Caterpillar: A Pure-MLP Architecture with Shifted-Pillars-Concatenation

Read original: arXiv:2305.17644 - Published 9/11/2024 by Jin Sun, Xiaoshuang Shi, Zhiyuan Wang, Kaidi Xu, Heng Tao Shen, Xiaofeng Zhu

🖼️

Overview

Modeling in computer vision has evolved to use multilayer perceptrons (MLPs).
Vision MLPs lack the ability to model local features, which is typically addressed by combining them with convolutional layers.
Convolution also has drawbacks, such as redundancy and lower parallel computation due to the sliding window scheme.
This paper proposes a new MLP module called Shifted-Pillars-Concatenation (SPC) to address these issues.

Plain English Explanation

The paper explains how modern computer vision models have moved from using traditional convolutional neural networks (CNNs) to using multilayer perceptrons (MLPs). However, one downside of using pure MLPs for vision tasks is that they lack the ability to capture local spatial relationships in the input data, which is an important capability for tasks like image classification.

To address this, the researchers propose a new MLP module called Shifted-Pillars-Concatenation (SPC). SPC works by first generating four "shifted" versions of the input image, each shifted in a different direction. It then applies linear transformations to these shifted versions and concatenates the results to aggregate local features.
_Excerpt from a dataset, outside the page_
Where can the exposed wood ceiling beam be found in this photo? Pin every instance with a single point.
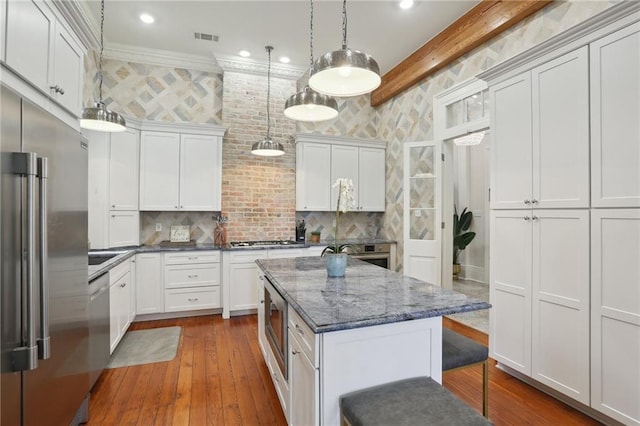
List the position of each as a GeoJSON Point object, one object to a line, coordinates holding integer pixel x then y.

The researchers show that this SPC module provides superior local modeling power compared to traditional convolutional layers, while also being more parallelizable and efficient. They then build a pure-MLP architecture called "Caterpillar" by replacing the convolutional layers in a hybrid model with the SPC module. Extensive experiments demonstrate that Caterpillar achieves excellent performance on both small-scale and large-scale image classification benchmarks, with the added benefits of remarkable scalability and transferability.

Technical Explanation

The paper proposes a new MLP module called Shifted-Pillars-Concatenation (SPC) to address the local modeling limitations of traditional vision MLPs. SPC consists of two key steps:

Pillars-Shift: This step generates four neighboring feature maps by shifting the input image along the four cardinal directions (up, down, left, right).
Pillars-Concatenation: This step applies linear transformations to the shifted feature maps and concatenates the results to aggregate local features.

By incorporating this SPC module, the researchers build a pure-MLP architecture called "Caterpillar" that replaces the convolutional layers in a hybrid model (sMLPNet) with the SPC module. Extensive experiments on both small-scale and ImageNet-1k classification benchmarks demonstrate that Caterpillar achieves excellent performance, with remarkable scalability and transfer capability.

Critical Analysis

The paper presents a novel approach to improving the local modeling capabilities of vision MLPs, which is a critical limitation of these models. The proposed Shifted-Pillars-Concatenation (SPC) module is a clever and relatively simple solution that effectively captures local spatial relationships without the drawbacks of traditional convolutional layers.

However, the paper does not provide a detailed analysis of the computational and memory efficiency of the SPC module compared to convolutional layers. While the researchers claim that SPC is more parallelizable, they do not quantify the potential speedups or memory savings. Additionally, the paper does not explore the limitations of the SPC module, such as its ability to model long-range dependencies or its performance on more complex vision tasks beyond classification.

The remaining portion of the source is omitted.